The European Union Chamber of Commerce in Korea held a special event last week by inviting Korean shamans to wish for good luck for its member companies this year.
The event was organized with several intentions, first to strengthen the EUCCK’s relationship with Korean society by showing their respect for a piece of the country’s history and culture.
“Today it was a momentous moment because I had comments from people who had attended this kind of ceremony for tourists and felt how authentic it was, even myself, I really felt that it was very special and a lot in truth in what we saw,” said EUCCK president Jean-Luc Valerio.
The ceremony was held during the Feb. 6 “daeboreum” or great full moon festival, a Korean holiday that celebrates the first full moon of the lunar new year.
During the ceremony, a shaman priestess communicated with the spirit world to ensure harmony between the attendants, namely members of the chamber, local officials from the private and public sector, diplomats and guests.

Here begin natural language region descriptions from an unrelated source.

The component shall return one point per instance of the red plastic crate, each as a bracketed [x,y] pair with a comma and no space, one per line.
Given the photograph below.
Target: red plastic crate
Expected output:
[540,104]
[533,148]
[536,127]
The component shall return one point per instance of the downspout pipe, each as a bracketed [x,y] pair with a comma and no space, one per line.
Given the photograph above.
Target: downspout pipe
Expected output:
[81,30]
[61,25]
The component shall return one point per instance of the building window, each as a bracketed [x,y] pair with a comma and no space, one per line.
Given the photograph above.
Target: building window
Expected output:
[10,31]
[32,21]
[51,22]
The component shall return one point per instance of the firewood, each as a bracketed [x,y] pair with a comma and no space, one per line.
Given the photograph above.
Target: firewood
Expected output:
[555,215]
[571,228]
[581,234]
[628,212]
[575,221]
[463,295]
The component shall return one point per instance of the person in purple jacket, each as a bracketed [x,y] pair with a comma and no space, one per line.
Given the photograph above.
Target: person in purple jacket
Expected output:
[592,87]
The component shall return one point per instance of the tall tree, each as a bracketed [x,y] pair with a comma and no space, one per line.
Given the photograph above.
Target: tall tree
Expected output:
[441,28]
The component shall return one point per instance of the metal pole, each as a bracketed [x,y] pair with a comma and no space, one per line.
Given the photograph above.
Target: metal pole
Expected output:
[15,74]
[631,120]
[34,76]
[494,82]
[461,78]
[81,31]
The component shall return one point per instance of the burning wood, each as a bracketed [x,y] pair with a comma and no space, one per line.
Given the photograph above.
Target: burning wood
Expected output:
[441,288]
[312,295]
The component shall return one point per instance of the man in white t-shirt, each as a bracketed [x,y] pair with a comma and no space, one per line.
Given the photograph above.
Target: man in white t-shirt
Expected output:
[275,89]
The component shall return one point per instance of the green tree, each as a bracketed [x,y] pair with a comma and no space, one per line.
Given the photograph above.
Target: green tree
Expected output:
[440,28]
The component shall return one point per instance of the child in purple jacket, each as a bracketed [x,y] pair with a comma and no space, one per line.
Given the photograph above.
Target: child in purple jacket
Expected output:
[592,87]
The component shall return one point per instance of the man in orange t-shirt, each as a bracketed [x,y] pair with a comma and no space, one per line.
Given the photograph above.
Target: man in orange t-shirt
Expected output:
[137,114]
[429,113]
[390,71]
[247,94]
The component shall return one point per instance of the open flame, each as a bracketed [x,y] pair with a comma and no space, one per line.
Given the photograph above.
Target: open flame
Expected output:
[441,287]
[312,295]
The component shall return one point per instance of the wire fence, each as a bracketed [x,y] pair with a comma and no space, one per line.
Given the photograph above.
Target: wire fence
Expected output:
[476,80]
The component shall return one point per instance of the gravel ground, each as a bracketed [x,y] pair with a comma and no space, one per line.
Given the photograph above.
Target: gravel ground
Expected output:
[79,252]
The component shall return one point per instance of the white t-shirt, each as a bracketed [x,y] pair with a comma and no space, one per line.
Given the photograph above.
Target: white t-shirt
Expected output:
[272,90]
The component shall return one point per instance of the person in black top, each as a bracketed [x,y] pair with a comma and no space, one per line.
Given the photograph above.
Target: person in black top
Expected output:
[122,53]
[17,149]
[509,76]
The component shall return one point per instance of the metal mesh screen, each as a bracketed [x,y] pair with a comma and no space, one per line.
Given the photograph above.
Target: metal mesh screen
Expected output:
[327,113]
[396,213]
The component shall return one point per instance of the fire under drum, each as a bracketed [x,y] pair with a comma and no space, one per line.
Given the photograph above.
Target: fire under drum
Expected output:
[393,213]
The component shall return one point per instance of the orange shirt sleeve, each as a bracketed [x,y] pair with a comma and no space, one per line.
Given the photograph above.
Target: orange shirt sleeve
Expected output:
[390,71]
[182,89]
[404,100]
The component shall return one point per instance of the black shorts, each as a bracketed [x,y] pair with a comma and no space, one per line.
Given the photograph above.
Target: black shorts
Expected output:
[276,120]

Throughout the priestess’ trance, guests were enthralled by the well-wishing she conveyed to everyone for a successful, healthy and happy upcoming year.
Korean shamanism is very unique as it has been combined with other influences such as Confucianism, Buddhism and Christianity.
In its fourth year, the event was held at Mingadaheon (Min’s club) for the first time, which helped create a positive atmosphere for networking, public relations and general good times.
“It makes everybody happy and it’s a way also for people to discover a nice place and I’m sure these people will come back,” Valerio told The Korea Herald.
Min’s Club is located in a historical hanok in the center of the nation’s capital and has been remodeled to house a fusion style restaurant.
Valerio also tried his hand at having his fortune told and was somewhat surprised to be told he needs to watch his weight and exercise, something that his doctor told him to do six months ago.
“She told me exactly what my doctor said without any blood test,” he said with a smile.